Data Sharing: Panacea or Can of Worms?
24/02/2012 § 16 Comments
Author’s note: My interests within the LIS field are data curation and e-science librarianship. This is a hot topic that is growing every day, and skilled e-science librarians are needed to fill the gap. If you’re interested in learning more about data curation librarianship as a future career, leave a comment here, and I’ll follow up with more information.
Back in the Fall, Micah wrote a post about Open Access Week. In it he discussed open journals, open data, and the ALA Code of Ethics. Open data is what today’s post is about. An important ongoing question in the world of data curation today is how to get scientists to share their data by placing it in a data repository. There are many scientists who are unaware of the fact that their data has value to anyone but them and their research team. On the other hand, there are scientists who are very possessive of their data and don’t want to release it for fear that they will lose control of it and not be credited for its creation. There are also those who want to suck every drop of publishing potential out of a data set before releasing it to anyone else.
Last November, there were two requests for information (here and here) put out by the White House Office of Science and Technology Policy. One asked if peer-reviewed journal articles resulting from federally funded research should be accessible to the public. The other asked if data from federally funded research should be accessible to the public. OSTP has released the comments from that RFI here. I have not read all the responses, but the ones I have read seem to indicate that the support of open-access is high among those not affiliated with a publisher and cautious, at best, from those affiliated with a publisher. The questions, concerns, and issues I see raised generally deal with how journals can remain profitable for the value they add and how researchers can receive due credit for their efforts.
But let’s set aside the questions of whether scientists and researchers should be required to share their data and articles or even if it’s a good idea that they do it.
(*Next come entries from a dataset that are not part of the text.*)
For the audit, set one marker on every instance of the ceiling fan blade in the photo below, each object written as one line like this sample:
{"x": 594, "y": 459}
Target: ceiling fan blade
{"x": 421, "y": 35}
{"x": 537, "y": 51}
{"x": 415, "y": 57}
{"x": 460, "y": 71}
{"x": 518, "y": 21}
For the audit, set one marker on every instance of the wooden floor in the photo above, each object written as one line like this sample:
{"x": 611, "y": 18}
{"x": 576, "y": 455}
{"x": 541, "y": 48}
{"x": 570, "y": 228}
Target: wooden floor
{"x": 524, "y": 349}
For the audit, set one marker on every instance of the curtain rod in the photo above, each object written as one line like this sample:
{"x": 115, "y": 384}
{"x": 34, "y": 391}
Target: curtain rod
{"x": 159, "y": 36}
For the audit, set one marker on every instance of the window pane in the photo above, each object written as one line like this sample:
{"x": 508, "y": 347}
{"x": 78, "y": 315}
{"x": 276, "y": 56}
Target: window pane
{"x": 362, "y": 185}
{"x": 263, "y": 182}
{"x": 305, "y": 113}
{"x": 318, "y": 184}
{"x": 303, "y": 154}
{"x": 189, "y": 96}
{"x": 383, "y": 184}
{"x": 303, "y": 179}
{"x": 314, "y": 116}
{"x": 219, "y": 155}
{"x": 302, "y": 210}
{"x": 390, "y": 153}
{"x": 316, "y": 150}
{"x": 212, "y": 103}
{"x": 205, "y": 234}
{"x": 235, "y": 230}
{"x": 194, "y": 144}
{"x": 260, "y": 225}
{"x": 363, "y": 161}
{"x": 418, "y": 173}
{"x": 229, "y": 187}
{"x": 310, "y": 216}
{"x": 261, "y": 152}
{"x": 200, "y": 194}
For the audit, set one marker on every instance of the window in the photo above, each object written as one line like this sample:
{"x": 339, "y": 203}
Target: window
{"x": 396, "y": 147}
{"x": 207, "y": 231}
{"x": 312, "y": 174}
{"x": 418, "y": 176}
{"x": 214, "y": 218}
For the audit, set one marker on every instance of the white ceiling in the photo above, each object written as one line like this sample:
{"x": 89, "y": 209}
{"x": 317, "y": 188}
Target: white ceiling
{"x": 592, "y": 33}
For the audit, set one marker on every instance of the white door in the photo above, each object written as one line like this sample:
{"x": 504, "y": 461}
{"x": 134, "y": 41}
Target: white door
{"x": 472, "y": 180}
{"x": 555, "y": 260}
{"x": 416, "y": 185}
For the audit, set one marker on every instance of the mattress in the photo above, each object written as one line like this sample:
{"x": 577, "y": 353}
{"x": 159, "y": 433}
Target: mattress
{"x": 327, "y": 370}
I think an even larger issue here is whether or not our current crop of scientists and researchers has the data management skills necessary to make the research data usable to anyone but themselves and their immediate research group. Data management practices of researchers are not exactly stellar. Infrequent or nonexistent backups, inadequate metadata on variables and research background, and loose standards all contribute to a set of data that is basically useless to anyone not involved with the project from the beginning.
Do you think that the data generators know how to manage their data properly? What can be done to improve the situation? How can librarians help?